The curious case of ordfilt2 performance

For today's post, I'd like to welcome guest author Kushagr Gupta, a developer on the Image Processing Toolbox team. -Steve

The Image Processing Toolbox function ordfilt2 can be used to perform various types of 2-D statistical filtering, including minimum or maximum filtering and median filtering. A straightforward implementation of this function is expected to scale with $O(r^2)$, where $r$ is the width of the window (assuming a square window). To compute each output pixel, we have to select the $k$-th largest value from the set of $r^2$ input image pixels, which can be done in $O(r^2)$ time with an algorithm such as quick-select.

The function ordfilt2, however, does better than that; it scales with $O\left(r\right)$complexity. That's because ordfilt2 uses a sliding window-based histogram approach to filter the data. When the algorithm moves from one input image pixel to the next, only part of the histogram needs to be updated. (Reference: Huang, T.S., Yang, G.J., and Yang, G.Y., "A fast two-dimensional median filtering algorithm," IEEE transactions on Acoustics, Speech and Signal Processing, Vol ASSP 27, No. 1, February 1979.)

As shown in the figure above, r additions and r subtractions need to be carried out for updating the histogram. Computing the output pixel from the histogram doesn't depend on the window size, and so the overall complexity is $O(r)$.

We recently received an interesting tech support case related to performance of ordfilt2 for uint16 random input data. One of our customers reported the time taken to filter an image with a smaller window size was higher than the time taken to process the same image with a relatively larger window size.

We investigated?

The customer was generous enough to give us reproduction code. And, the behavior was indeed reproducible! (Many, many times!). What was the explanation?

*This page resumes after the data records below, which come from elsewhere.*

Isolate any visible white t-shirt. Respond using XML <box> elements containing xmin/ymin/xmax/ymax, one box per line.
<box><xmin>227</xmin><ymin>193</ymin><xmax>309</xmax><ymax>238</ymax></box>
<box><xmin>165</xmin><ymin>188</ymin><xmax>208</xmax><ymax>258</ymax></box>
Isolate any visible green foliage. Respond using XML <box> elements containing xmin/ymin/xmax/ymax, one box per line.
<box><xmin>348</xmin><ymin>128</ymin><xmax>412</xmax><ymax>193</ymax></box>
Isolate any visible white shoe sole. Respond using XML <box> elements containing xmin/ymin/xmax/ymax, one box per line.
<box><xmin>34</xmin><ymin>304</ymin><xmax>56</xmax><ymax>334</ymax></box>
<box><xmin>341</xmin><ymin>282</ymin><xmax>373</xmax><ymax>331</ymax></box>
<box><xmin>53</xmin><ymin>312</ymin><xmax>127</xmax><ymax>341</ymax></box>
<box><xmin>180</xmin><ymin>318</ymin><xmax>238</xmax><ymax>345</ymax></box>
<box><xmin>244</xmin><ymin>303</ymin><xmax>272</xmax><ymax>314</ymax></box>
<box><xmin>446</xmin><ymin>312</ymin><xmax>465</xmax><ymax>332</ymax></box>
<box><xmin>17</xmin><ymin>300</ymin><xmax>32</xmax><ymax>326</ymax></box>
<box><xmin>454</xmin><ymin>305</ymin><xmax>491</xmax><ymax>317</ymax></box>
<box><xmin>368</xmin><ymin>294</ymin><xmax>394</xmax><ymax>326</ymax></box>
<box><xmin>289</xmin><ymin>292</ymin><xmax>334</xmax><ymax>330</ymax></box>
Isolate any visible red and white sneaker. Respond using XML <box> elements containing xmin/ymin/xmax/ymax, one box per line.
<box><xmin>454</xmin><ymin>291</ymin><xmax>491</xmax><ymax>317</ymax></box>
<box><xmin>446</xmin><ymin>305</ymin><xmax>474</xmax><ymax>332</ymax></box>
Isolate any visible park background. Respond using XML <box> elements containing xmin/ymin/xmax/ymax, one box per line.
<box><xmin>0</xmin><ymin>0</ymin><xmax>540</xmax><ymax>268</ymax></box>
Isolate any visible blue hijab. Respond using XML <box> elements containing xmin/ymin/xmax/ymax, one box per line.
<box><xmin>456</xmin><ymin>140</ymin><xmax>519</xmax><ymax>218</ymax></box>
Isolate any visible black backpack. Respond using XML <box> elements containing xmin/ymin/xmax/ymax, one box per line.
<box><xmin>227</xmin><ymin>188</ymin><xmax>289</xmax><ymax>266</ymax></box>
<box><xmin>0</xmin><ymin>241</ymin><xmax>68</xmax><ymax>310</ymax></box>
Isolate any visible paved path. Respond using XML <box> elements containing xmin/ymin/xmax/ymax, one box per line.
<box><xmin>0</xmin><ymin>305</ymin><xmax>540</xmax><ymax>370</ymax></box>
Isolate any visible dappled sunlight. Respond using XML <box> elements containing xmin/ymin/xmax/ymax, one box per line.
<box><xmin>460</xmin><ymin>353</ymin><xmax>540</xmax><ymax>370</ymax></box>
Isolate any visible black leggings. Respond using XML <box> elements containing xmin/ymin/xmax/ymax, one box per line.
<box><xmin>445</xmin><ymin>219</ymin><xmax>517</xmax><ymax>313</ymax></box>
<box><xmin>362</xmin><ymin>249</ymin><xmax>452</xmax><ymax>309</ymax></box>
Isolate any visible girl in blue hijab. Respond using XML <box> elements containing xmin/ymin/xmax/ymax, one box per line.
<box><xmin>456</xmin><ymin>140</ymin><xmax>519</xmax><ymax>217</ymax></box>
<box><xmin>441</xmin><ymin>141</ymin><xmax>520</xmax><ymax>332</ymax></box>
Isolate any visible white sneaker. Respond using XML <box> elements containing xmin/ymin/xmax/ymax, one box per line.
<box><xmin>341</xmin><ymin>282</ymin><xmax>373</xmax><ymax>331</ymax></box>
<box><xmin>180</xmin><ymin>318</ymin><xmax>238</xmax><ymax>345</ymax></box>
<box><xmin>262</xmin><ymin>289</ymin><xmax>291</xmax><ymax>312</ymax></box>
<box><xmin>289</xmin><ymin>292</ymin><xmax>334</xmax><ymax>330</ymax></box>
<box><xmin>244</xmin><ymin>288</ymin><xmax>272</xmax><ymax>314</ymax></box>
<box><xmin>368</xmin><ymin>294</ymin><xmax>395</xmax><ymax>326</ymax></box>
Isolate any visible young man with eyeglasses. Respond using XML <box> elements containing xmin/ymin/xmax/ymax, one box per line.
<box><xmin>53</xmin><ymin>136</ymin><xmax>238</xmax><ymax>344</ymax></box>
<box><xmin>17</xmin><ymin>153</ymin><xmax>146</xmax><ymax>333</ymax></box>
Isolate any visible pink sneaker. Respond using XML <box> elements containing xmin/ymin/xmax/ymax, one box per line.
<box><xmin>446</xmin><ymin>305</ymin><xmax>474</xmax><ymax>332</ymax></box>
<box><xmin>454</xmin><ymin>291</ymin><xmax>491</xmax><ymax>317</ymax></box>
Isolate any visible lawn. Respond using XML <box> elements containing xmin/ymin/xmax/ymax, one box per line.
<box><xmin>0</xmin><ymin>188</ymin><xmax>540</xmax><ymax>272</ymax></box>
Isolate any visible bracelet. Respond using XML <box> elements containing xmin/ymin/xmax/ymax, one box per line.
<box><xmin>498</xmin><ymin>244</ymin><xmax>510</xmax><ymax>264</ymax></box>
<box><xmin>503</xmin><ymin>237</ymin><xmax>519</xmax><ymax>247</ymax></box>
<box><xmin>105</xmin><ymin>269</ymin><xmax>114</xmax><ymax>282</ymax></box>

Here are the reproduction steps:

Im = im2uint16(rand(1e3));
n = [7 9 11 13 15 21 25 31 35 41 49 51 57 65 73];
t = zeros(length(n),1);
for id=1:length(n)
t(id) = timeit(@() ordfilt2(Im,ceil(n(id)^2*0.5),...
true(n(id))));
end

plot(n,t)
grid on
title('ordfilt2 performance curve (uint16)')
xlabel('window size')
ylabel('Time (s)')


A puzzling aspect of this case was that the performance behavior was observed only for random input data and not for real-world images. Here is a comparison:

Im1 = im2uint16(imresize(imread('coins.png'),[500 500]));
Im2 = im2uint16(rand(500));
n = [11 15 21 27 31 35 41 49 51];
treal = zeros(length(n),1);
trand = zeros(length(n),1);
for id=1:length(n)
treal(id) = timeit(@() ordfilt2(Im1,ceil(n(id)^2*0.5),...
true(n(id))));
trand(id) = timeit(@() ordfilt2(Im2,ceil(n(id)^2*0.5),...
true(n(id))));
end

plot(n,treal)
grid on
hold on
plot(n,trand)
legend('Real World Image','Random Image')
title('ordfilt2 performance comparison')
xlabel('window size')
ylabel('Time (s)')
hold off


We also observed that the the performance behavior was not reproducible for uint8 random images. Instead, the algorithm's performance scaled linearly with the window size, as expected.

Im = im2uint8(rand(1e3));
n = [7 9 11 13 15 21 25 31 35 41 49 51 57 65 73];
t = zeros(length(n),1);
for id=1:length(n)
t(id) = timeit(@() ordfilt2(Im,ceil(n(id)^2*0.5),...
true(n(id))));
end

plot(n,t)
grid on
title('ordfilt2 performance curve (uint8)')
xlabel('window size')
ylabel('Time (s)')


To understand what was going on, it became essential to dig deeper into the inner workings of the underlying algorithm.

As it turns out, while using the sliding window histogram approach, the algorithm also keeps track of the running sum of the histogram so that it does not need to be computed for each pixel in the row. It can be updated accordingly as the window slides by traversing the histogram in the right direction towards the element of interest. This running-sum computation makes the algorithm data dependent. Moreover, the worst case scenario for this data-dependent algorithm happens when the input image contains random data.

But why is the behavior prominently present for small window sizes? It can be argued that, as the window size increases, we draw greater number of samples from the underling distribution resulting in smaller variance. As the variance goes down, the code path becomes more predictable and the algorithm obeys linear time complexity. However, when the window size reduces, the data dependency of the algorithm causes the variance to increase (which is a lot more for random input) making the code path less predictable. This causes the behavior reported by the customer of smaller windows taking more time to process as compared to larger windows.

After some consideration, we have decided to leave the implementation of ordfilt2 as it is. This decision was made based on the fact that the behavior is primarily visible for random input data, which is not usually what customers use ordfilt2 for.

Published with MATLAB® R2019a

|